William Kendridge’s take on light and dark moves from considering it literally to considering it metaphorically, as with Plato’s analogy of the cave as it relates to the concept of “forced” enlightenment, “enlightened” despots, and colonization. Personally, these days I have been thinking a lot about the human assignment of meaning to things and events and how we use that to justify events or our actions. I have been thinking about the platitudes people offer to those who hard things have happened to. “It was God’s will,” “it was/wasn’t meant to be,” and “it was their time” are platitudes that are actually intended to make the speaker feel safer from tragic events. It generally does not soothe the recipient. At least not me. It reminds me of the concept of Manifest Destiny, where Europeans’ crimes against indigenous peoples were justified by the concept that because God allowed it to happen, that it was supposed to be that way. I can’t buy that, big scale or small.

This assignment also reminds me of a line in the new Star Wars series of movies that I saw in January. Early in the movie, it is explained that both the light and the dark are required to maintain balance in the Universe. In a more yin/yang way, I agree that expansion and contraction balance each other – for every in-breath, there is an out-breath. All that arises shall pass. I know that there are alternate versions of Star Wars where the Dark prevails over the Light. The statement that dark and light keep each other in balance feels to me more like justification of bad behavior. I don’t believe that peace requires violence or that joy requires suffering. I just don’t.

Visually, though, areas of light and dark help to define each other to our eye. We rely on contrast (or lack thereof) to perceive forms to which we assign meaning. This is how most of us navigate the world. Kendridge also said that we can’t help but suspend disbelief when an image registers to our brain as representing a particular thing. We can’t not see it.

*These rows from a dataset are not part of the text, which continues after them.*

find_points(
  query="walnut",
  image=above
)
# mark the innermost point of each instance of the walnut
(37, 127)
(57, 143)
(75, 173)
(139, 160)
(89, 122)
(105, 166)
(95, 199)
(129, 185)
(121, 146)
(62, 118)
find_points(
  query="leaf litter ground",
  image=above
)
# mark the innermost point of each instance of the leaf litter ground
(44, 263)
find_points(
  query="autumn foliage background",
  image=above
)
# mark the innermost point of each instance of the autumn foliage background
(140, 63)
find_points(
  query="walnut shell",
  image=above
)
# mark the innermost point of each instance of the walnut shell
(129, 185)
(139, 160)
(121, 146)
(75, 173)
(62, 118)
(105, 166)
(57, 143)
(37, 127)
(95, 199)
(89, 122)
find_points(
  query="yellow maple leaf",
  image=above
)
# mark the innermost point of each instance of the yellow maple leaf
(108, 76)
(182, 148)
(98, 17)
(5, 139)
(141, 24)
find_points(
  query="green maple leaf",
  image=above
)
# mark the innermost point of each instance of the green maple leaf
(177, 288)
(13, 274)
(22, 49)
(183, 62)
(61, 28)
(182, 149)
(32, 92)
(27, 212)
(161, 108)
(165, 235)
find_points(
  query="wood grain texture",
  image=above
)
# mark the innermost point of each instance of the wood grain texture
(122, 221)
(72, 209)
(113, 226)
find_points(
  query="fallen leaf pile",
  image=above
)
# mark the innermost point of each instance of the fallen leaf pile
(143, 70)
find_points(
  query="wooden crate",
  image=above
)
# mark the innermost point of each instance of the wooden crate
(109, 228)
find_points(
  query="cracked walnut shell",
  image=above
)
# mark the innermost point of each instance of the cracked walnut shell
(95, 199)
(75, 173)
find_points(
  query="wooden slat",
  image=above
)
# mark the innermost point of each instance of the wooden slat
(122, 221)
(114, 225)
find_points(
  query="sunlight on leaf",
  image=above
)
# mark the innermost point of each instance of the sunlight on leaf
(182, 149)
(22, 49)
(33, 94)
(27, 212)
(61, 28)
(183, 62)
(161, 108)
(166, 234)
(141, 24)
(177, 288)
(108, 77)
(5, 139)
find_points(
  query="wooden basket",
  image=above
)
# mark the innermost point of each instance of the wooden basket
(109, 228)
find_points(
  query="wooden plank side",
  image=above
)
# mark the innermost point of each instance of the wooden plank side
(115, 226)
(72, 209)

Light and dark is a fascinating topic. We can look at it literally or figuratively. It is easy for me to get lost in color, but simple light and dark is really powerful.



On Color ARTS 1125

The question I have been asked to answer is why color is such a powerful force in visual art.

Because we are animals that see certain colors. Dogs enjoy a wide palette of scents, and we converse in colors. Color helps us find fruits and things that are good for us, and we lack the ability to sniff them out.

Color seems wired to the brain in humans. This wiring is plastic, as no color is really assigned a universal meaning. “I am Red” has color speaking in first person, connecting itself with passion, anger, sex, heroism, romance, aggression, life, and fire. And where those associations are common, they vary culturally. In “Made in the Shade; Annals of Commerce,” Leslie Harrington explains that “‘in India, red evokes romance or happiness, but in Korea, it evokes romance or fear.'”

Assigned meaning of color can change in a short amount of time, as illustrated in “Code Pink,” where author Lauren Sandler explains that assigning blue as a boy color and pink as a girl color is only maybe 70 years old. It had been switched previously, and before the 20th century, there were no gendered colors.

From 1997 until 2008, I worked for Kinko’s, now FedEx Office. I ran the color department, and printed many signs and banners. I love color. Love it. I used to wonder if I was one of those people with an extra kind of cone on their retinas – super color seers. I took an online test, and I am not. I do pay a lot of attention to colors, though.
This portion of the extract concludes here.